Duck! No goose…
- tiabrown6
- 55 minutes ago
- 3 min read
I said I was hoping to get out for a proper walk, didn’t I? Well, I did, and the sprats are running (coming in big groups), so the egrets and the cormorants are very happy. I swear one of the egrets is employed by the Tourist Board because he loves posing for pictures. My daughter is a photography/illustration student, so she got some amazing pictures.
We ‘had’ to get cake from Bailey’s Bakes, which is a business run from a converted horsebox that gives a percentage of their profits to the Seaman’s Mission. What nicer way to remember others at Christmas than by eating s’mores and cherry Bakewell cookie bars? Mia is lovely. She used her inheritance from her grandmother to buy and fit out the horsebox. She bakes fresh every evening, using butter and simple ingredients whose names I can spell. She’s also pretty as anything, and she’s just opposite the RNLI museum and the Fishereen’s Quay and has a healthy clientele of dog walkers and photographers.
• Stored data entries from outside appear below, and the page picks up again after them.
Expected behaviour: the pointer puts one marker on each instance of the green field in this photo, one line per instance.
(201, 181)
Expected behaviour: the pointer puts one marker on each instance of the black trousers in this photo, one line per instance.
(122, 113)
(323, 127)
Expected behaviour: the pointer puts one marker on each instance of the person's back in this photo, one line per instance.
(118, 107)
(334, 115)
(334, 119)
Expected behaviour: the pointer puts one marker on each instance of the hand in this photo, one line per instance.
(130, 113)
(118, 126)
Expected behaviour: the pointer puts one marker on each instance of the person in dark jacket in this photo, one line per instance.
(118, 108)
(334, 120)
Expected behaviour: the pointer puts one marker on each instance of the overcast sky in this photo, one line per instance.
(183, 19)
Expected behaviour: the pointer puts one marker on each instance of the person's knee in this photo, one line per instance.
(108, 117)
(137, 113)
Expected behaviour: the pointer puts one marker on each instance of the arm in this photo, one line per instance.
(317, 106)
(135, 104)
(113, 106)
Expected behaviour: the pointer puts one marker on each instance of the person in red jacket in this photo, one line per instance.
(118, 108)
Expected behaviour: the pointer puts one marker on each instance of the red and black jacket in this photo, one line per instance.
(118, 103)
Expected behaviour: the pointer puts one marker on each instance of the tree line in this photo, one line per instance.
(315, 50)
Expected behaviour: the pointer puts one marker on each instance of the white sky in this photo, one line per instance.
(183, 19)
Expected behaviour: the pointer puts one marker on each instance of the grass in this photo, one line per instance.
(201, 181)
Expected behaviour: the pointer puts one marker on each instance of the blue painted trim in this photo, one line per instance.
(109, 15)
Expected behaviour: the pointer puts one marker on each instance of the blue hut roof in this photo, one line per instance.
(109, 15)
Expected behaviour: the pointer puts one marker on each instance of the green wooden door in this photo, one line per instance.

If you were wondering where I get my heroines from, then it’s because I’m lucky enough to know plenty of bright, beautiful women. (Or at least I think they’re beautiful because they know who they are and where they’re going, and the serenity and confidence that gives them shows in their faces.) She knows what I do and is adamant that the business has to have everything she can give it. Hah! I think to myself. You’re young. You haven’t read Proverbs 19:21, which says ‘Many are the plans in a person's heart, but it is the Lord’s purpose that prevails.” My Dad used to say that there was a Nigerian Hausa proverb that if you want to make God laugh, you should tell her your plans, so it’s obviously a multicultural thing.
Anyway, we took the cakes home to share with the menfolk, which I reckon means that my daughter and I were pretty heroic too, because they were gorgeous. On the way, we spotted loads and loads of black birds on the harbour. At first, we thought they were a gulp of cormorants (and isn’t that a lovely collective noun?) Then, as we got closer, we realised that it was a massive flock of Brent Geese.
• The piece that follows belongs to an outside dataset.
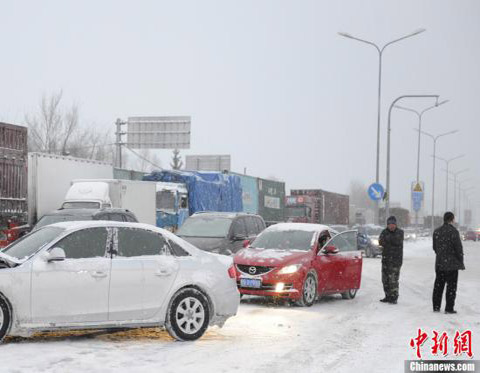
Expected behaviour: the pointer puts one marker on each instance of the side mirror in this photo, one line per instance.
(57, 254)
(330, 250)
(238, 237)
A minute or so later, they took off, and you could hear their wings as they headed towards us, and I started remembering Alfred Hitchcock’s ‘The Birds.’ I wondered about ducking, then reminded myself they were geese so it wouldn’t work. Sorry, I couldn’t resist that! A group of geese in flight is called a skein, and I could see why, because they spread out like one of my skeins of embroidery thread does when I’m winding it onto a bobbin.

Then they swooped down onto the meadow that’s puddly because it’s reclaimed land, at sea level, and the sea would quite like it back. They honked, they enjoyed the fresh water after a long flight and the way that the last of the sluice works means that the ground is vibrating and bringing the worms to the surface so they had a good feed.
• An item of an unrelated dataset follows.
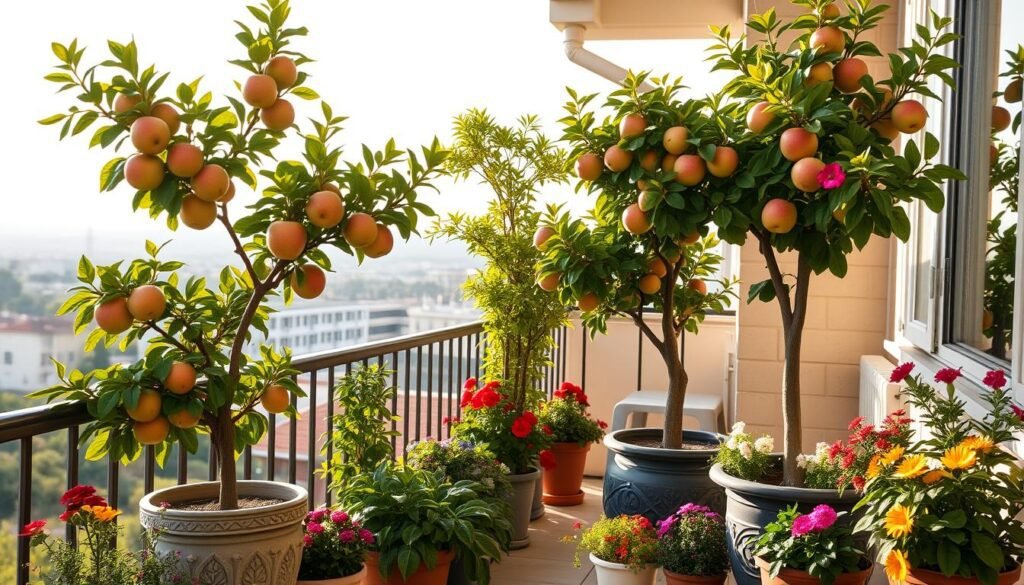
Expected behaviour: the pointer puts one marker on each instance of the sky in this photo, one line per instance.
(396, 68)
And it was amazing. Yes, the so-called real world was there, with all its troubles, but for an hour and a half I was down at the Harbourside, where time goes more slowly, people are kind, and just sometimes, things happen that can’t happen anywhere else. And I put that in the Windy Bay books a long, long time ago. I wish we could all go there, but you can come and see my Harbourside any time you’re in Poole. Just beware of the cakes and the sweets and the fish and chips and the Greek restaurant and all the pubs. Or go for lots of long walks, watch the birds, talk to people and enjoy every last bit of it. And to prove what amazing things happen in my beloved Harbour, have a look at this. Wouldn’t it make an amazing story? Except it’s true, which is better still. https://www.bournemouthecho.co.uk/news/25686749.exceptionally-rare-shipwreck-given-historic-england-protection/
I hope you enjoy whatever you’re doing till we meet again on Tuesday. By then, I should be able to show you my garden tidy-up and revamp plans. Yes, I know most people don’t do this in the last couple of weeks before Christmas, but this is the time of year when the nice people at Amazon reduce things like lights and planters, so I can enjoy my champagne life on lemonade money. I don’t drink of like champagne, so it’s a hot chocolate with swirly cream, marshmallows and Matchmakers lifestyle, and it is simple but good.